Migrating from Mastodon botsin.space: self-hosted vs hosting service alternatives

Given the news that the bot-friendly Mastodon instance https://botsin.space/home is shutting down, I need to decide what my next steps should be for the bots that have accounts on that instance:

  • abandon them
  • migrate their accounts to another Mastodon instance or somewhere else like BlueSky
  • setup and run my own Mastodon instance
  • pay for a hosted Mastodon instance

Developing bots is a fun personal project to get up to speed with developing and running services in the cloud, so even if I don’t continue running my current bots, it’s likely I’ll deploy something else bot-related in the future, so I’m most likely going to migrate them somewhere.

I’ve already migrated a few of my bots from Twitter to Mastodon, and now faced with another move, the option of running my own Mastodon instance seems more appealing than relying on someone else’s instance that may or may not be running months from now. Given that I already host other things in the cloud, including this blog, I thought I’d give it a go to setup a Docker based Mastodon instance. The source project provides Dockerfile and docker-compose.yml so I thought it would probably be relatively easy. The docs look more detailed for installing on a bare OS though, so it’s not as obvious what you need to do to configure an instance to get it up and running successfully.

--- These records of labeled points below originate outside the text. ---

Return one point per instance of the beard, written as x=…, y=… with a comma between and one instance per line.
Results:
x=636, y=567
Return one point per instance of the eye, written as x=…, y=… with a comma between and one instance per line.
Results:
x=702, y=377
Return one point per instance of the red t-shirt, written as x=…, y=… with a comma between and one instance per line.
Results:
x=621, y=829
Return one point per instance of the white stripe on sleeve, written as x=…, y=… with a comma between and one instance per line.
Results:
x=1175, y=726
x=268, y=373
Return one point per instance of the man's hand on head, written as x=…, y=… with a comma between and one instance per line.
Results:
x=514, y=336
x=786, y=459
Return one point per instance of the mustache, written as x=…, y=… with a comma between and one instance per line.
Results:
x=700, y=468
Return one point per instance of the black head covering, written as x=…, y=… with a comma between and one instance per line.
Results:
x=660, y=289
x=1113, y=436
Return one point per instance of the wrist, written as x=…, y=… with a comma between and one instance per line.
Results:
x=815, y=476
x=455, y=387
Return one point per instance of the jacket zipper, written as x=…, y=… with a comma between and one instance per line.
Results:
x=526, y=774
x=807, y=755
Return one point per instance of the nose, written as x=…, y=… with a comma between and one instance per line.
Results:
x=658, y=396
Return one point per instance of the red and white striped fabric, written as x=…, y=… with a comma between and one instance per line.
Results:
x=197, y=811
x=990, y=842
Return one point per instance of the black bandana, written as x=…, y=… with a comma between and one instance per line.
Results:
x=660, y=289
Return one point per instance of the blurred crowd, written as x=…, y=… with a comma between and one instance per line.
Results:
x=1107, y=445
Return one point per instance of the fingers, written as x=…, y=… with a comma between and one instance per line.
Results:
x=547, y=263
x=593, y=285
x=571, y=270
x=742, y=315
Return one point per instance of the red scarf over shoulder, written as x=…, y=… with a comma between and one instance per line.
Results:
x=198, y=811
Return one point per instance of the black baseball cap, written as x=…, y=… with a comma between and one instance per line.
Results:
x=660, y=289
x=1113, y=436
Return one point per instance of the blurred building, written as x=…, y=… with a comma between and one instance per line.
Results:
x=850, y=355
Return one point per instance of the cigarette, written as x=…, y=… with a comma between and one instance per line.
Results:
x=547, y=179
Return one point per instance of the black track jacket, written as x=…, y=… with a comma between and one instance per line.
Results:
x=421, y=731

I followed multiple guides which all seem to cover various different parts of the install and setup, these two were the most comprehensive:

Despite following these guides, I ran into many, many issues, and as I found solutions I started putting together my own step by step guide below. Several times I discovered that the issues I was running into was because there was an additional step I needed to run first that wasn’t mentioned elsewhere, and even though I found work arounds it was easier to throw the install away and start fresh adding the step(s) I’d missed before.

The tl;dr conclusion

After spending a few hours over several days, I got to the point of having an instance up and running on GCP, but an e2-small instance was too slow, and while upgrading to a e2-medium ran ok, at that point that instance type would have been too expensive for a hobby project to leave up 24×7. Even though it was up and running I couldn’t seem to search for or follow anyone on another instance, or get any relays successfully added.

To run a self-hosted instance I’d also need an SMTP service as well for notification emails, so I decided that the cheapest ‘Moon’ hosting plan from https://masto.host/ would be more than for my projects, so I’ve set up my own instance with them. Sign up was effortless, and my own instance was up and running in a couple of minutes – it’s at: https://mastodon.kevinhooke.com/home

docker-compose Mastodon setup steps:

As explained above, despite getting to the point of a running server, it still had issues that I didn’t want to spend more time investigating, so I’ll leave these notes here in case they’re useful for someone else running into similar issues, but please take these with a grain of salt and no guarantee that you’ll get a working server as result.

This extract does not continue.